A wonderfully conceived and executed book centred around the Takács Quartet and their playing of the late Beethoven string quartets. The author, Edward Dusinberre, is the second First Violinist (as it were) of the Takács Quartet (the first First Violinist having retired). He writes in roughly equal measures of the challenges and intricacies of playing the music, of the interactions between members of the Quartet, and of Beethoven himself and his contemporaries.

A most wonderful companion to the music and a book to revisit regularly, although I longed to hear the voices of the other Hungarian members of the quartet from themselves (as distinct from as remembered by Dusinberre). In Dusinberre’s telling they seem to sweat alternative interpretations of every last phrase of every work they rehearse, and it would be cheap to observe they maybe should get out more.
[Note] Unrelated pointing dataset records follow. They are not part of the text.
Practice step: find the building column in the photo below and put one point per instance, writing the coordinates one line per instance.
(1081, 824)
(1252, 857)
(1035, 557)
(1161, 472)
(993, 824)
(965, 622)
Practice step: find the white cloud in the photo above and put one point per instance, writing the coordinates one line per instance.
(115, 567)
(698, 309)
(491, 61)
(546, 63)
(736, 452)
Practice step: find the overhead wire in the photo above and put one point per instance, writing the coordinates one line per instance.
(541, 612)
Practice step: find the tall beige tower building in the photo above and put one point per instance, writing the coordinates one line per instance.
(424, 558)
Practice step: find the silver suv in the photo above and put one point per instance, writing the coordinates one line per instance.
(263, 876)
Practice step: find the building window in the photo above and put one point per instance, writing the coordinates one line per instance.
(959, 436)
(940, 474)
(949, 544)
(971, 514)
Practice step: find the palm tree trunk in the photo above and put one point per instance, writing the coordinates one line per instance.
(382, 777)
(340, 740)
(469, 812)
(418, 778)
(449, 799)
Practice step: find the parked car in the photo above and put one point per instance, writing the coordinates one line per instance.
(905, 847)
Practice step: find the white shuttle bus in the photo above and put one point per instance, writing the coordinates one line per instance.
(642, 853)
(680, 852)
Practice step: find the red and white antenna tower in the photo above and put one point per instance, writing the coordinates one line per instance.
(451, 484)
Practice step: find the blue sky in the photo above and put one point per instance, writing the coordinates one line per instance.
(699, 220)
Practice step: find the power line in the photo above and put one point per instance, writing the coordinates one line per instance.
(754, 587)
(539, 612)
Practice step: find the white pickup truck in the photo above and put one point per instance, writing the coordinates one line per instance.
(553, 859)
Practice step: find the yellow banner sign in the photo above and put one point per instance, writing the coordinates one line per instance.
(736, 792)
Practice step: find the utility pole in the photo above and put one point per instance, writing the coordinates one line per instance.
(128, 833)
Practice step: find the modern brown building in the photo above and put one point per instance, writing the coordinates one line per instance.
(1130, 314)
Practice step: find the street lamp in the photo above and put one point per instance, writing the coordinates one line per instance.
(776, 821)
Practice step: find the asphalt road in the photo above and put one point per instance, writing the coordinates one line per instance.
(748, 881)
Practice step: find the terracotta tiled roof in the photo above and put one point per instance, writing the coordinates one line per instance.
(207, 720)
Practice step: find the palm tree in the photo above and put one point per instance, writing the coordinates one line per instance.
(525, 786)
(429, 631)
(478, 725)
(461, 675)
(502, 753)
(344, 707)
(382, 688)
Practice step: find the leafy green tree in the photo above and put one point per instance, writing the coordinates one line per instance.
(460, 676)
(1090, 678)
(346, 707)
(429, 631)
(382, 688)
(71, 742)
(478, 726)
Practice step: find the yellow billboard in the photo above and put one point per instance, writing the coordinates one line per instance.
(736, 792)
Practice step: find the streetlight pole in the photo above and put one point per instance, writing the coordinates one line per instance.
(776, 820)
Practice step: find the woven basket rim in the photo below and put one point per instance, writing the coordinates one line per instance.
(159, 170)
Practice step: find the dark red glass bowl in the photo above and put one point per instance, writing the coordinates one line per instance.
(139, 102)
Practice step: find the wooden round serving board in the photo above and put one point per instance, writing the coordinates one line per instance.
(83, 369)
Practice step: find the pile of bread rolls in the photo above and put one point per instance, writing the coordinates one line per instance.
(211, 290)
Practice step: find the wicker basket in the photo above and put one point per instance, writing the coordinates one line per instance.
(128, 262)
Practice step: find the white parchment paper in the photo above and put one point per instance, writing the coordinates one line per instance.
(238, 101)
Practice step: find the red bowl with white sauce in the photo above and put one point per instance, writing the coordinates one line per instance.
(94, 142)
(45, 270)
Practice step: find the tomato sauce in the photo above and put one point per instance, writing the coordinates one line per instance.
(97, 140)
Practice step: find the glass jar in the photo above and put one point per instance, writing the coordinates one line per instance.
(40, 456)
Perhaps the Hungarians would wish that a bit more too? Maybe even Beethoven himself (who seemed much more concerned with tempi than with notes).

About Beethoven I learned how he managed to remain remarkably isolated from the upheavals of the times, Napoleon’s war and defeat, and other revolutions and persecutions. He seemed to confine his political activism and idealism to his art, in a way strikingly similar to that of Leonardo da Vinci. I guess if you really are a genius you behave as you must.

About musicians I learned that they likely get more from the music and from their performances than most members of the audience, or at least appreciate it at another level. Audiences lacking a formal musical training take the music differently, but I think more as the composer intended. Such is the initial and likely unfair impression from this splendid book.